My friend basically dared me to read Ender’s Game a couple years ago, and I was surprised to find that it was a very good book with a closely integrated prose style that spoke to how we tell our own and others’ stories. He immediately lent me the sequel, Speaker for the Dead, but it took a while to get through my TBR queue. (Also, interestingly, Card set out originally to write this book but had too much backstory, so he put together Ender’s Game first, and it became a phenomenon. Speaker for the Dead, however, was always the actual main attraction.)
Again, I was blown away by the mature and elegant way that Card used the style of his writing to bring out the themes of the book. A good rule of thumb (I find) when facing a hard interpretive task is to start with the thing that stands out the most, that seems like the oddest choice. For the first book, it was the way that the POV shifted constantly from first to third person mid-paragraph that brought out the story’s themes once I had identified the patterns of the switch. This time, it was the fact that the first few chapters in the book use the word “sophistry” three or four times. It’s not a super-common word in books like this, and its continued appearance seemed designed to make the reader take note. Indeed, just as sophistry is nonsense worded as if it were wisdom, the book explores how the way you say something, or the way something appears, can cover up its true meaning.
Above all, though, this is a book that is incredibly well-written and that weaves a shocking number of story strands, characters, and species together in a tight, unified, and enthralling whole. Speaker for the Dead also mixes languages, with English (or “Stark”), Brazilian Portuguese, and Norwegian playing major parts.
Orson Scott Card does several very difficult things at once and with the appearance of ease. He creates several truly alien cultures that unintentionally clash in their attempts to interpret each other from their own worldviews. He centers much of the book around brilliant scientists while believably discussing their fields with intelligence. His main character (if you wish to call him that), Ender, is also a genius, but not a scientific one. He has a genius-level EQ as well as a mercilessly indoctrinated sense of strategy. Writing any of these characters in a way that feels true would be terribly hard, but Card manages to do them all justice while also taking on different versions of religious thought in a lived-in way.

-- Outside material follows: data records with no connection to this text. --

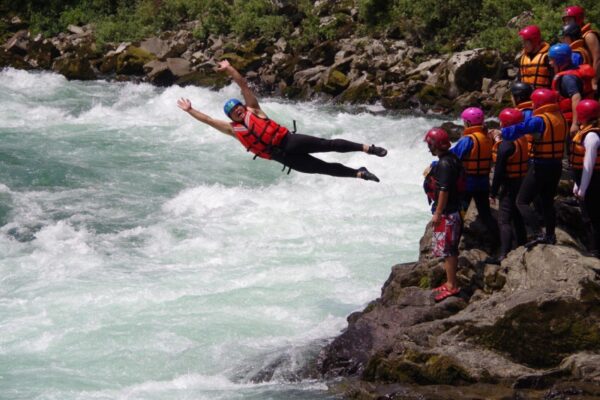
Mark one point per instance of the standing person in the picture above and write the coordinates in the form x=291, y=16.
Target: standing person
x=443, y=180
x=511, y=158
x=549, y=129
x=269, y=140
x=591, y=38
x=584, y=161
x=534, y=67
x=474, y=149
x=573, y=83
x=571, y=35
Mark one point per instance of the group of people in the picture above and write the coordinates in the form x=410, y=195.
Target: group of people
x=555, y=107
x=556, y=114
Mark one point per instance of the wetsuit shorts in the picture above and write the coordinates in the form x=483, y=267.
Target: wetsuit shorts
x=446, y=235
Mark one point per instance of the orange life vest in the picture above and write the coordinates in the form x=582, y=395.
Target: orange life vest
x=552, y=143
x=516, y=165
x=585, y=73
x=578, y=46
x=259, y=135
x=479, y=161
x=536, y=70
x=578, y=149
x=527, y=105
x=587, y=30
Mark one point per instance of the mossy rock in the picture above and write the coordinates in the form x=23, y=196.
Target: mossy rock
x=364, y=92
x=444, y=370
x=74, y=68
x=434, y=95
x=397, y=370
x=201, y=78
x=132, y=60
x=541, y=335
x=336, y=82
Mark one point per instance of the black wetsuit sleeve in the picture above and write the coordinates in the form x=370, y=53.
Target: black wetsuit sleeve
x=505, y=150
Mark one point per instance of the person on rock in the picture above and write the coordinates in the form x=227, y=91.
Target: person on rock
x=591, y=40
x=549, y=129
x=443, y=183
x=573, y=83
x=534, y=67
x=474, y=149
x=272, y=141
x=511, y=159
x=584, y=162
x=571, y=35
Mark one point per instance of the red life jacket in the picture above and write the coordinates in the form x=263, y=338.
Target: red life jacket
x=259, y=135
x=585, y=73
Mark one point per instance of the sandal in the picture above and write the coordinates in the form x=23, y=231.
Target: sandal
x=440, y=288
x=445, y=293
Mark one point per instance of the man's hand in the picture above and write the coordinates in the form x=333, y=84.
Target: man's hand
x=223, y=66
x=184, y=104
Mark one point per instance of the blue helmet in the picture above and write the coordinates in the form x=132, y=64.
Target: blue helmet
x=230, y=105
x=561, y=54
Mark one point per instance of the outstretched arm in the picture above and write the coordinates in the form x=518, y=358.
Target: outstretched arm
x=249, y=97
x=222, y=126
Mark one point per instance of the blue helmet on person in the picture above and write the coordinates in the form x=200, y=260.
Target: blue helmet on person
x=230, y=105
x=560, y=54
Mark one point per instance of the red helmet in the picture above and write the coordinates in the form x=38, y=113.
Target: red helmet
x=510, y=116
x=588, y=110
x=541, y=97
x=576, y=12
x=438, y=139
x=532, y=33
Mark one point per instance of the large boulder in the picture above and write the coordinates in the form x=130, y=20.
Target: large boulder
x=132, y=60
x=528, y=322
x=465, y=71
x=73, y=66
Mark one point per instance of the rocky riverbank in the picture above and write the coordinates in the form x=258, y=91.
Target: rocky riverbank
x=528, y=329
x=354, y=70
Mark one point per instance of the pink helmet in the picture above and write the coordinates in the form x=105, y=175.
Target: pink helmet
x=473, y=115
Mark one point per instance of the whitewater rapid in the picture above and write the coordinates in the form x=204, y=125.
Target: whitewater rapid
x=146, y=256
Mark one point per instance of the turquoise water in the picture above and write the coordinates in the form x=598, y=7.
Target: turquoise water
x=146, y=256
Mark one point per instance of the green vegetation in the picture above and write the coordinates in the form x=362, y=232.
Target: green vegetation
x=435, y=25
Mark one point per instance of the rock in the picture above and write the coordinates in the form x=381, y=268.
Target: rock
x=323, y=54
x=464, y=71
x=132, y=60
x=41, y=53
x=178, y=67
x=335, y=82
x=360, y=91
x=76, y=29
x=18, y=43
x=160, y=48
x=241, y=63
x=585, y=366
x=74, y=67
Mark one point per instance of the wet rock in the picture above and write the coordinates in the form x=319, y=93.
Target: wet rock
x=73, y=66
x=18, y=44
x=360, y=91
x=335, y=82
x=132, y=60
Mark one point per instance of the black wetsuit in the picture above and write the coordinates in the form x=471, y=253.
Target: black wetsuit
x=294, y=149
x=542, y=179
x=507, y=189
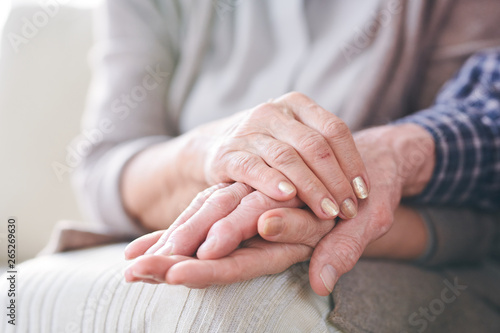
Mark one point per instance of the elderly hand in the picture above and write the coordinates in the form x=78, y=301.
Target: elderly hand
x=219, y=219
x=399, y=167
x=400, y=160
x=286, y=147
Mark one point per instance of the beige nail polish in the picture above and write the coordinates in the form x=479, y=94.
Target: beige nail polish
x=329, y=277
x=273, y=226
x=348, y=208
x=360, y=188
x=329, y=207
x=286, y=187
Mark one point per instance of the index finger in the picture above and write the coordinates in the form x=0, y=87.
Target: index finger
x=339, y=137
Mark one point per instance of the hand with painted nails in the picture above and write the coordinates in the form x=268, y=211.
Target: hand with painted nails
x=217, y=222
x=289, y=231
x=400, y=160
x=291, y=146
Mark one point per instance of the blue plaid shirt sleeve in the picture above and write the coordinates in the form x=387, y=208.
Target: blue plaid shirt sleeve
x=465, y=124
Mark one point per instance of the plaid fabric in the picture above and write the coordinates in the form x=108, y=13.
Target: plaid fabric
x=465, y=124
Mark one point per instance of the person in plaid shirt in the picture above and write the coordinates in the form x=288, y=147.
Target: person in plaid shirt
x=465, y=125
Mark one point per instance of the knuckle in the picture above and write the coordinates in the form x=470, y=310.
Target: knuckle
x=183, y=229
x=381, y=221
x=334, y=127
x=223, y=199
x=282, y=154
x=296, y=95
x=262, y=110
x=347, y=250
x=340, y=187
x=312, y=142
x=315, y=144
x=243, y=164
x=256, y=200
x=308, y=186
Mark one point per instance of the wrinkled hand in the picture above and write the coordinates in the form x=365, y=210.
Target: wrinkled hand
x=396, y=167
x=288, y=147
x=230, y=213
x=254, y=258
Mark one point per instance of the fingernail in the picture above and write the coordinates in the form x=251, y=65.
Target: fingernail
x=348, y=208
x=209, y=244
x=360, y=188
x=329, y=207
x=329, y=276
x=167, y=249
x=273, y=226
x=142, y=276
x=286, y=188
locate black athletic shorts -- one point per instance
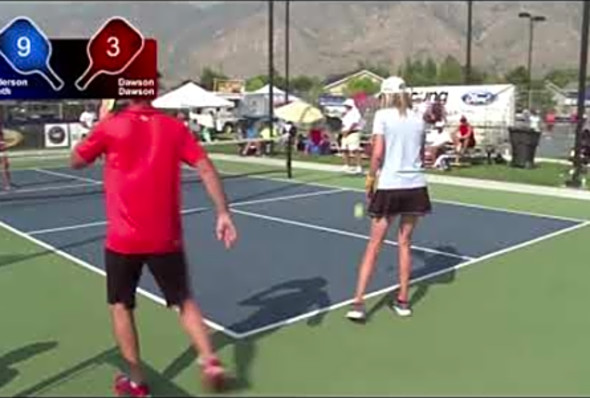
(124, 270)
(393, 202)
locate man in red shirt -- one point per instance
(3, 155)
(144, 149)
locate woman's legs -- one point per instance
(379, 228)
(404, 242)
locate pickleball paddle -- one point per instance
(111, 50)
(28, 50)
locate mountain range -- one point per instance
(326, 37)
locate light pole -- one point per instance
(271, 73)
(575, 181)
(468, 52)
(532, 19)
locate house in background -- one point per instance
(336, 85)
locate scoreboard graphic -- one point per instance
(116, 62)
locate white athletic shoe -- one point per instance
(357, 313)
(402, 308)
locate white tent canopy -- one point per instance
(190, 95)
(277, 92)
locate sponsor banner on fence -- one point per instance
(480, 104)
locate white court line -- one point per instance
(343, 233)
(41, 189)
(413, 281)
(190, 210)
(99, 271)
(64, 175)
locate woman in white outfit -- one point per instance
(396, 186)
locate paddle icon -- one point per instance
(111, 50)
(27, 50)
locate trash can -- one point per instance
(524, 142)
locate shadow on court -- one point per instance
(8, 360)
(11, 259)
(432, 263)
(286, 299)
(158, 384)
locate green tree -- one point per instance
(208, 76)
(450, 71)
(480, 76)
(362, 85)
(517, 76)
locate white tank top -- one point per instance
(404, 137)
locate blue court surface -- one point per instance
(299, 245)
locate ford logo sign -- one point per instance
(478, 98)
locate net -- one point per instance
(46, 175)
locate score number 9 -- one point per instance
(23, 45)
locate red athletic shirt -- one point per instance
(144, 150)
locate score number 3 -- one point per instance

One thing that struck me as especially clever was that, although the book takes places thousands of years in the future, characters regularly reference events and people from our own history. Earth’s technology has only advanced through the reverse engineering of alien tech, and human society has barely changed from our present. The Roman Catholic Church, modern languages (listed above), recognizable norms and mores, and quotations from Shakespeare proliferate aside invented technology and extraterrestrial life. The task of building this world was already a monumental one, so by choosing to embrace the idea of “nothing new under the sun” and the human propensities to relive the past and stubbornly cling to one’s culture, Card freed himself from inventing futuristic slang, new countries and languages, or exotic traditions. That allowed him to focus on the important factors that touched on his story and themes.

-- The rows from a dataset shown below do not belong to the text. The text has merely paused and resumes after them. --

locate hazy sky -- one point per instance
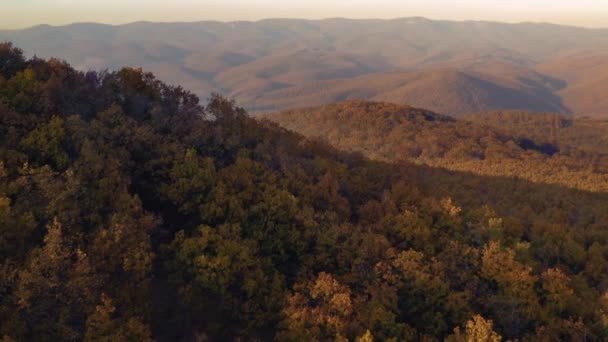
(25, 13)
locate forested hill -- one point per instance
(130, 212)
(510, 144)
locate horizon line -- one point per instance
(301, 19)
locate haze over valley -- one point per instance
(445, 66)
(303, 180)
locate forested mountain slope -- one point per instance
(130, 212)
(575, 133)
(390, 132)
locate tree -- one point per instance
(477, 330)
(11, 60)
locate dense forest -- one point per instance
(129, 211)
(543, 148)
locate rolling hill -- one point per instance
(449, 67)
(397, 133)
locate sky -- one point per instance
(25, 13)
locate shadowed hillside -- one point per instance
(392, 132)
(129, 211)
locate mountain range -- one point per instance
(448, 67)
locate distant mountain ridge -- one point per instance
(543, 148)
(281, 63)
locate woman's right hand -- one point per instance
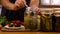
(20, 3)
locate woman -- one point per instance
(14, 9)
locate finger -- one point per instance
(24, 2)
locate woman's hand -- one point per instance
(20, 3)
(38, 11)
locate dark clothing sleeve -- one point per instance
(14, 15)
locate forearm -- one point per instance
(9, 5)
(34, 3)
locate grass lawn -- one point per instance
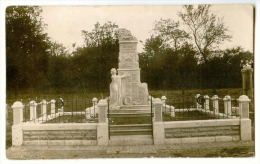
(86, 98)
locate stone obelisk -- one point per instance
(133, 91)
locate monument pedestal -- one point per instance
(132, 91)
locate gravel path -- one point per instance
(220, 149)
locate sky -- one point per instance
(65, 23)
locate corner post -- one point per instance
(158, 126)
(198, 106)
(17, 112)
(245, 122)
(206, 103)
(33, 113)
(102, 126)
(215, 104)
(53, 107)
(44, 108)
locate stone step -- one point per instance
(129, 120)
(111, 115)
(135, 107)
(131, 132)
(130, 127)
(130, 111)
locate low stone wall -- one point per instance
(177, 132)
(232, 130)
(55, 134)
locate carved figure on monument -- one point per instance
(116, 89)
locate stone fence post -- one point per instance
(158, 126)
(206, 103)
(215, 104)
(102, 126)
(44, 107)
(17, 112)
(245, 122)
(198, 106)
(227, 105)
(53, 107)
(33, 113)
(163, 99)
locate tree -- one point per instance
(26, 47)
(168, 30)
(93, 62)
(207, 30)
(100, 34)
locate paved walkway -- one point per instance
(220, 149)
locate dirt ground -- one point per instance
(207, 150)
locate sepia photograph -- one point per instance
(129, 81)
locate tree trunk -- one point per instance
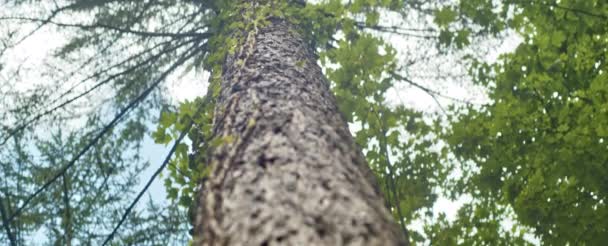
(288, 171)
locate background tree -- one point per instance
(112, 62)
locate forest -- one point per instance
(294, 122)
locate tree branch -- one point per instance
(106, 129)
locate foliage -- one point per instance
(540, 147)
(533, 157)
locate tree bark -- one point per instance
(288, 171)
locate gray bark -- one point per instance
(289, 172)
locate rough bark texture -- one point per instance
(289, 172)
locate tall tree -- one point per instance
(266, 89)
(287, 170)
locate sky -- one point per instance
(36, 50)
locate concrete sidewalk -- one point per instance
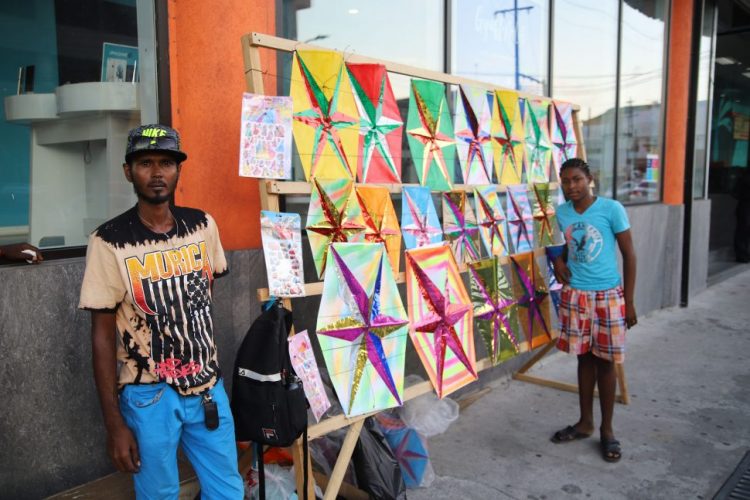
(686, 429)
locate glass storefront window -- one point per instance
(640, 123)
(585, 73)
(502, 41)
(703, 104)
(412, 33)
(72, 80)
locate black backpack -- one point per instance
(268, 401)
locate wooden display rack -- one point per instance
(270, 193)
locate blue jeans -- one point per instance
(161, 420)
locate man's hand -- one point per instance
(22, 251)
(123, 449)
(562, 273)
(631, 318)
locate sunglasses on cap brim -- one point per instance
(164, 142)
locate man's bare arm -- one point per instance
(121, 444)
(625, 242)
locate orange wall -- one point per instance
(207, 79)
(677, 101)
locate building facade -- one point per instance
(664, 108)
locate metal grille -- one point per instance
(737, 487)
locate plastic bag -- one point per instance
(279, 483)
(427, 414)
(377, 470)
(325, 450)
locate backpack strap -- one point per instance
(261, 471)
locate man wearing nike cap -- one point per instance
(148, 280)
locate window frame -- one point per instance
(158, 14)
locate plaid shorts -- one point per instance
(593, 321)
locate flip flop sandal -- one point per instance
(567, 435)
(611, 451)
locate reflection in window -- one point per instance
(585, 73)
(411, 33)
(63, 130)
(501, 41)
(639, 141)
(703, 105)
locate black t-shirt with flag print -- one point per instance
(159, 286)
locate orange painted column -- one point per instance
(207, 82)
(677, 101)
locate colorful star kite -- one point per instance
(532, 293)
(564, 143)
(440, 317)
(520, 220)
(430, 135)
(419, 220)
(473, 140)
(538, 145)
(362, 329)
(326, 123)
(460, 226)
(333, 216)
(408, 447)
(508, 137)
(543, 213)
(491, 220)
(380, 125)
(495, 309)
(381, 223)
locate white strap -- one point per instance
(244, 372)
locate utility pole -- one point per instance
(515, 11)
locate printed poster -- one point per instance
(266, 137)
(303, 362)
(282, 249)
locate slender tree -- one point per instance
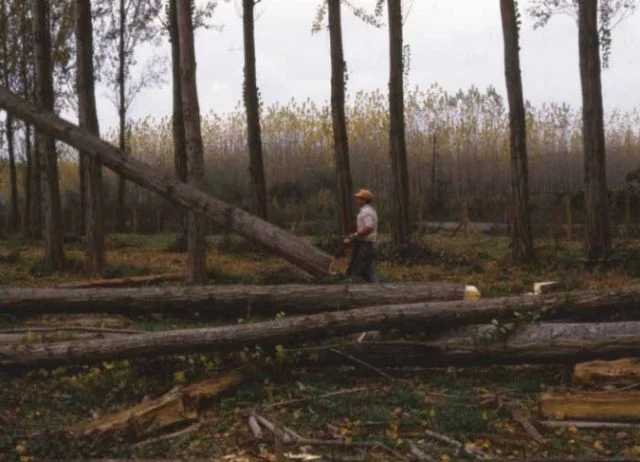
(54, 257)
(598, 233)
(88, 118)
(179, 154)
(344, 186)
(8, 69)
(397, 142)
(522, 244)
(196, 271)
(252, 106)
(123, 26)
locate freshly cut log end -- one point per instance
(612, 406)
(607, 372)
(173, 407)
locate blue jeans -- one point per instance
(363, 261)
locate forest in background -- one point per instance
(457, 146)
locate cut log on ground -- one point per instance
(177, 406)
(90, 319)
(294, 249)
(432, 318)
(618, 406)
(133, 281)
(625, 370)
(236, 301)
(59, 336)
(554, 343)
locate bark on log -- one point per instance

Another storytelling tool that blew me away with its simplicity and novelty was the leveraging of how faster-than-light travel drastically changes the human experience of time. Thus, when Ender has to travel 22 light years, he experiences it as a couple weeks, while everything and everyone else moves ahead 22 years. The character dynamics that this creates are fascinating. Ender has traveled so extensively that he is millennia old. The girl who asks him to take the aforementioned journey is middle-aged by the time he arrives, while he is still young. It makes perfect sense, and yet I never would have thought of it.

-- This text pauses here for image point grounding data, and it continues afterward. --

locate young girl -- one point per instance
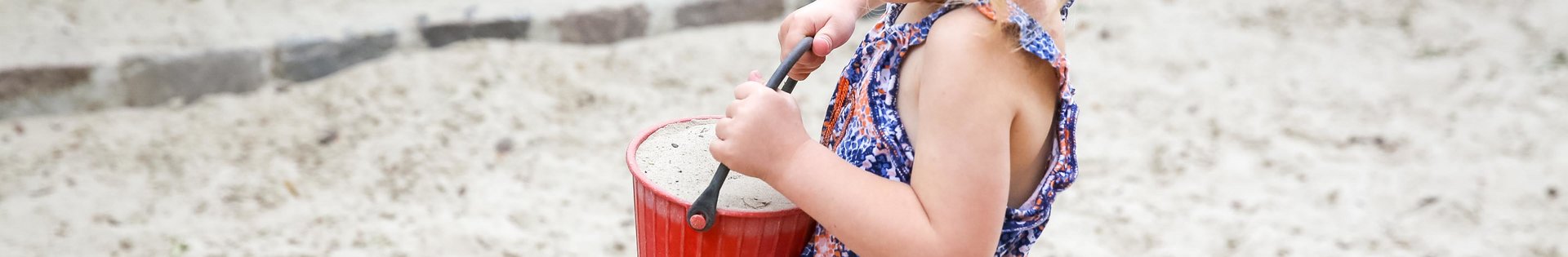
(949, 134)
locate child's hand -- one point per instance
(761, 131)
(830, 22)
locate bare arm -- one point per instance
(957, 197)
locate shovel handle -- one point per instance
(705, 210)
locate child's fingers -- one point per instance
(733, 109)
(831, 35)
(744, 90)
(804, 66)
(722, 129)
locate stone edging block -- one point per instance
(310, 60)
(726, 11)
(443, 35)
(157, 78)
(25, 80)
(604, 25)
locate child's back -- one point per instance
(987, 107)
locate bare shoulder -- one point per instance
(969, 46)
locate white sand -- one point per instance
(1208, 129)
(676, 160)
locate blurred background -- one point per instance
(488, 127)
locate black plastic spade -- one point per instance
(705, 210)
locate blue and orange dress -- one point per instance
(862, 124)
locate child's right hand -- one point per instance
(830, 22)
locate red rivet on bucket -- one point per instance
(698, 221)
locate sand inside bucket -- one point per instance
(676, 160)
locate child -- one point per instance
(978, 90)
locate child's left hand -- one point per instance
(761, 131)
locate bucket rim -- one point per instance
(664, 195)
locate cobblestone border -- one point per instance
(158, 78)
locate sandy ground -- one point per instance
(1208, 129)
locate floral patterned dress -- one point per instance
(862, 124)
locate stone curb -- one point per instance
(157, 78)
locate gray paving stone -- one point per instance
(604, 25)
(160, 78)
(509, 29)
(726, 11)
(443, 35)
(22, 80)
(310, 60)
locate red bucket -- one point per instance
(662, 226)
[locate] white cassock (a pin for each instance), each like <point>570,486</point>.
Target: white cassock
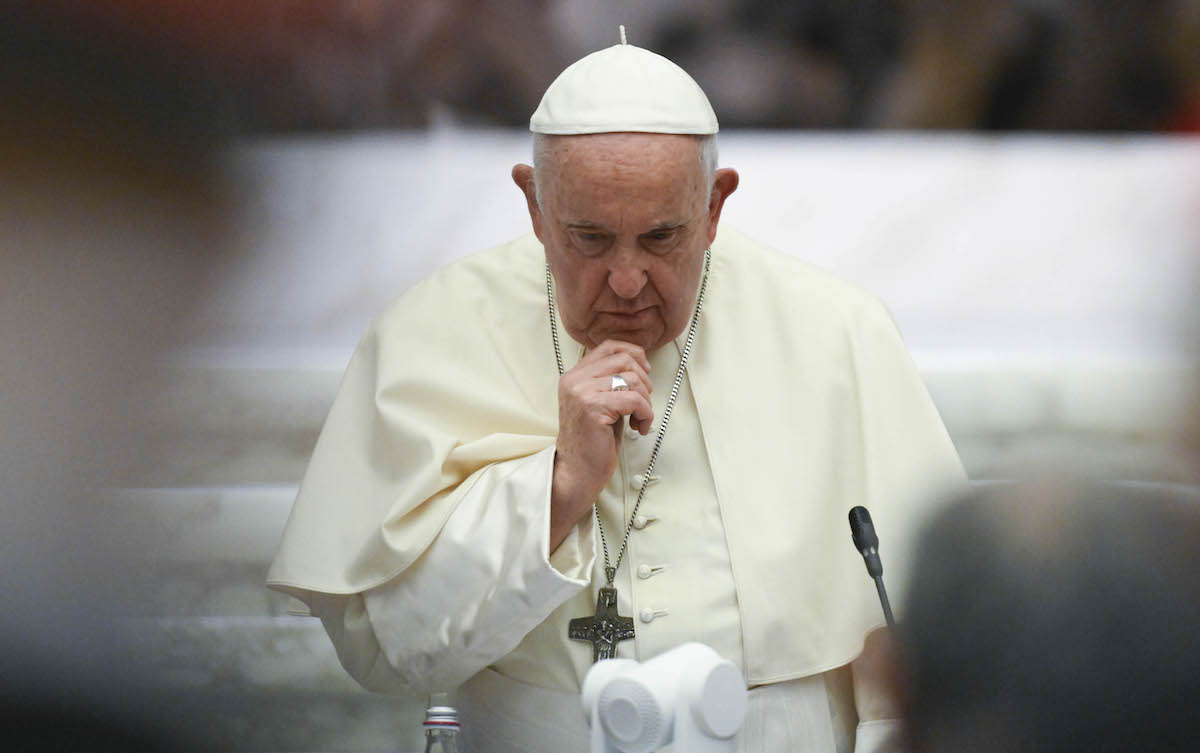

As I mentioned, religion plays a very large role in this novel. All of the new concepts in this future world must be interpreted through (and in some cases alter) religious doctrine. The planet where the action takes place has been settled under a “Catholic charter,” meaning that Catholicism is the official religion and culture of that world. By separating different faiths and factions on separate planets, humanity has created a fragile but long-lasting peace. All of these simple ideas lead to real insight of humanity and our real world.
Speaker for the Dead kept me in the dark in terms of unfolding plot (which is rare and welcome), presented an intricate and recognizable future society, explored foreignness with responsible frankness, and deeply engaged my emotional attention with complex and flawed characters. I loved it, and it now sits on my list of favorite novels at #49. I hope, however, that I never have to look at its unconnected cover again.